AG Bonta, nationwide officials urge Congress to reject proposed privacy bill
A coalition led by California Attorney General Rob Bonta urged Congress to reject a proposed federal data privacy bill, arguing it would undermine states’ ability to protect the privacy of their citizens.
In a letter to Congressional leaders on Tuesday, the coalition — including 18 attorneys general and state agencies — voiced strong opposition to H.R. 8413, the Securing and Establishing Consumer Uniform Rights and Enforcement over Data, or SECURE Data Act.
The group argued that the bill’s “minimal” privacy protections could quickly become outdated as technology rapidly evolves and, more significantly, that it would override stronger state laws already in place.
“Federal action to protect Americans’ privacy is essential, but not at the expense of the strong state laws that already protect Californians,” Bonta said in a statement on Tuesday. “As tech and data collection practices rapidly innovate, it is essential states keep our ability to respond just as rapidly to protect our residents from emerging privacy threats.”

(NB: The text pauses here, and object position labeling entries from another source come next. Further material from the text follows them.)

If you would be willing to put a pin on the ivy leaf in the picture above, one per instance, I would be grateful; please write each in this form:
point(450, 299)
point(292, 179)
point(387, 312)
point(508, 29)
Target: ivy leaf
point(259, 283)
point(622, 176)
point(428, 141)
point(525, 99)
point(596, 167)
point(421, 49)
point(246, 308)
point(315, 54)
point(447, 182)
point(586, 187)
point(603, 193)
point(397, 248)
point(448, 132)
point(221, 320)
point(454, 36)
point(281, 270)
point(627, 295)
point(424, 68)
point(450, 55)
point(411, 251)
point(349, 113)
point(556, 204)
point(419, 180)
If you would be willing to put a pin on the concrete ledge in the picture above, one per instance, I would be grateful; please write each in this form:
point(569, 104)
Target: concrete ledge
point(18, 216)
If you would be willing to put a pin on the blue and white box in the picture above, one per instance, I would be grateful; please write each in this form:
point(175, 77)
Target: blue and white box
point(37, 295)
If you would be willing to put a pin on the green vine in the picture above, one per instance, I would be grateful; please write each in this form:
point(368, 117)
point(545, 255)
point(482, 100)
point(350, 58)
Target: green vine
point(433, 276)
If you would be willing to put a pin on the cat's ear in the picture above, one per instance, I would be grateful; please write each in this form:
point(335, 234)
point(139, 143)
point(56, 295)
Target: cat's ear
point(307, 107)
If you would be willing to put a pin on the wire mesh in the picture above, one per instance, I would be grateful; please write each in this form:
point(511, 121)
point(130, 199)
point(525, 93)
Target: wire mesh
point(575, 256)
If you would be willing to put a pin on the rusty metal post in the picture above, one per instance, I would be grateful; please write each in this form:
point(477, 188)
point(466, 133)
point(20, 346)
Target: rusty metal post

The bill, sponsored by U.S. Rep. John Joyce, R-Penn., was introduced in the House Committee on Energy and Commerce on April 21. The committee held a hearing on the measure on Wednesday, but did not vote on it.
The privacy battle
Under the 2018 California Consumer Privacy Act, or CCPA consumers have the right to know what personal information businesses collect from them and how that information is used and shared. They also have the right to opt-out of data collection and request the deletion of their information, with few exceptions.

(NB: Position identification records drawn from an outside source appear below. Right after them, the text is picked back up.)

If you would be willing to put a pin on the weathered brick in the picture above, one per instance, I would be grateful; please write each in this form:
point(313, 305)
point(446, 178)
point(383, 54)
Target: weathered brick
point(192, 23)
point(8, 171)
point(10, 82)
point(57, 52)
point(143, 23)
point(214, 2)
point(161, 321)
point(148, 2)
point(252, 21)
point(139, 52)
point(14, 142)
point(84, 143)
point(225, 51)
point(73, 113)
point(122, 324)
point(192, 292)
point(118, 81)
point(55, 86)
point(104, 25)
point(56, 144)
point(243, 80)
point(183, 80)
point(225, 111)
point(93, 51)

Similar comprehensive privacy laws have been enacted by 19 other states, according to the coalition.
In the Tuesday letter, the coalition said the SECURE Data Act would not require businesses to honor consumer opt-out requests — a protection mandated by 12 state privacy laws. Instead, it only directs the U.S. Secretary of Commerce to study universal opt-out methods over a period of three years without requiring businesses to comply with them.

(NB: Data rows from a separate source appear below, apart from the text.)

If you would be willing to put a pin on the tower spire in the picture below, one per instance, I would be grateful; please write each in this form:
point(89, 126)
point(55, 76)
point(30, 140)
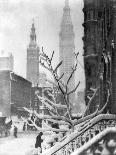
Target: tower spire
point(66, 3)
point(32, 34)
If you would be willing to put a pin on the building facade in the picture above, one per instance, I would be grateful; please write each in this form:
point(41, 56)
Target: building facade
point(67, 47)
point(99, 52)
point(6, 61)
point(33, 59)
point(15, 93)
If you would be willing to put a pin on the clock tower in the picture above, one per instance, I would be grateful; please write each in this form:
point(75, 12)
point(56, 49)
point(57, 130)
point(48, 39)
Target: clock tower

The bill also falls short on limiting how businesses collect, use, share and retain consumer information, the group said. As it is currently proposed, the bill would only limit data collection to “what is adequate, relevant and reasonably necessary.”
The coalition said those loose limitations would further incentivize businesses to pack privacy policies with “any-and-all possible uses” of consumer data, which it said increases the risk of data breaches and misuse.
Officials also argued that the bill’s narrow definitions of “sensitive data” and expanded exemptions would weaken existing state privacy protections — including protections for minors. As drafted, some health-related and biometric information currently protected could fall outside the bill’s privacy safeguards, Bonta and elected officials wrote.
“The SECURE Data Act would wipe out these meaningful protections,” a spokesperson for the Attorney General’s Office wrote in a statement.
The coalition also criticized a provision that would allow companies to charge consumers for exercising their privacy rights under specific circumstances, creating what the coalition argued are “perverse incentives for data collection and privacy compliance” and imposing “unjust barriers” for consumers seeking to assert their data protection rights.
“The act moves privacy rights in the wrong direction, leaving consumers worse off and with fewer protections,” the coalition wrote in the letter.
California’s ongoing consumer data conflicts
Bonta’s opposition to the bill is not the first consumer privacy battle to hit California in recent years, as consumer-data concerns proliferate with rapid technological advancement.
California Senate Bill SB 690, introduced in the legislature last year, seeks to amend the 1967 California Invasion of Privacy Act, or CIPA, which prohibits the monitoring, interception, and recording of private communications without explicit all-party consent.
Citing “frivolous lawsuits” that have targeted small businesses for collecting certain data through website operation and Google advertising, the bill aims to exempt businesses from criminal or civil penalties when gathering consumer data for “commercial business purpose.”
Under the current law, plaintiffs can receive up to $5,000 for each violation of the CIPA.
Opponents to the bill, however, argued that it would allow companies to collect sensitive data and sell it to third-parties without limitations. An analysis prepared for the Assembly Public Safety Committee also concluded that the CCPA would not suffice to protect consumers’ data if the CIPA were eliminated, according to previous Bee reporting.